A Phoenix Rising from the Ashes: The Oculus and the 9/11 Memorial

Day 19 of my 30-day writing challenge

oculus

It’s hard for me to believe, but until yesterday, I had never visited the site of the 9/11 memorial, in spite of living in New York for over a decade, including during the attacks on the Twin Towers. Part of me wishes I had gone much, much earlier, but another part is glad I saw it for the first time after the completion of the World Trade Center 1 (also known as “The Freedom Tower”), the 9/11 Memorial, and the Oculus, the soaring, white, steel structure that resembles the body and flight bones of a bird of prey about to take flight behind the memorial’s north reflecting pool.

Constructed of over 100 ribs of steel weighing over 50 tons each, and approximately 800,000 square feet, the Oculus is a monumental piece of public architecture. With its vaulted ceiling, blinding whiteness, clean lines, and light-flooded interior, it looks like an interstellar space port crossed with the Chartres Cathedral. As I walked into the main transit hall, which is larger than the main concourse of Grand Central Station, I immediately imagined a Bach canto winging its way up to the heavens, sung by a choir several hundred strong.

oculus.jpg interior

The curators of the space are literally capitalizing on the Oculus’ resemblance to a sacred space with their current installation, “Up Close: Michelangelo’s Sistine Chapel.” It consists of 34 reproductions of Michelangelo’s frescoes, including “The Creation of Adam.” Its centerpiece, a reproduction of “The Last Judgement,” is over two stories high.

oculus interior 2

The exhibition is not free. It costs twenty dollars for an adult, fifteen for a child. Should you choose not to pay, you can still see almost everything, but not as well, and not up close and at eye level, which is the supposed advantage the exhibition gives you over the real thing (other than not having to travel to Rome). You also have to pay to enter the real Sistine Chapel, of course, but when you get inside you see, well, the Sistine Chapel. With “Up Close,” you are paying to see reproductions. In a shopping mall.

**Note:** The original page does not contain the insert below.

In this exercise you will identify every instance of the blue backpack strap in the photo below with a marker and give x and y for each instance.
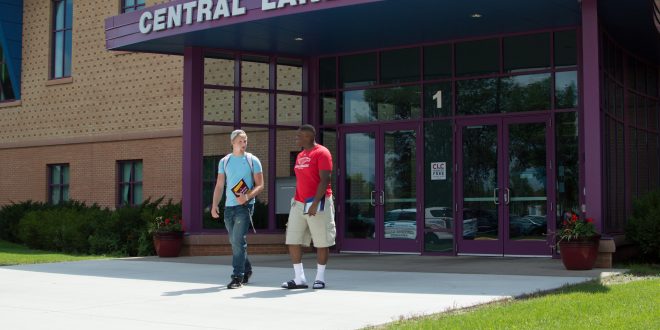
(224, 162)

Because while the Oculus is primarily a transportation hub, linking several New York subway and ferry lines as well as the New Jersey PATH trains, it is also, inescapably, a high end shopping center, filled with luxury brands. It’s impossible to walk in and not wonder if New York City has built itself nothing more, and nothing less, than a giant place of worship to consumerism. To be fair, it’s located in the heart of the financial district, a place on which the world’s economy depends. But it is also forever linked to the loss of life on 9/11, spatially, visibly, temporally, and architecturally — according to the New York Times, the design purposefully allows for clear sightlines and thus, better security, and for easy evacuation of large crowds — and something about the blatant and unapologetic materialism of its usage just feels . . . off.

I think my unease with the Oculus is partially because it so effectively gestures towards the sublime before miring itself in crass commercialism. If Wordsworth had been into architecture instead of clouds, I think he might have written poems about it, the way that Hart Crane immortalized the Brooklyn Bridge. Certainly the “Reflecting Absence” 9/11 memorial fountains and the 9/11 Museum deserve something transcendent in the skyline, something more elegant and less obvious than the Freedom Tower.

freedom tower

At the same time, I have to shrug and admit that there might be nothing more consummately American than the Oculus. It’s simultaneously a crossroads for people all over the world; a secular cathedral that exchanges the beauty and belief of the past for a $500 handbag or the cost of admission to quality fakes; a pheonix rising from the ashes of an era-defining tragedy; a space that feels otherworldly and yet is grounded in the practical considerations and fears of a post-9/11 world. All our country’s energies and vices, our sorrows and successes, our mean preoccupations and hopes for transcendence might just be summed up here.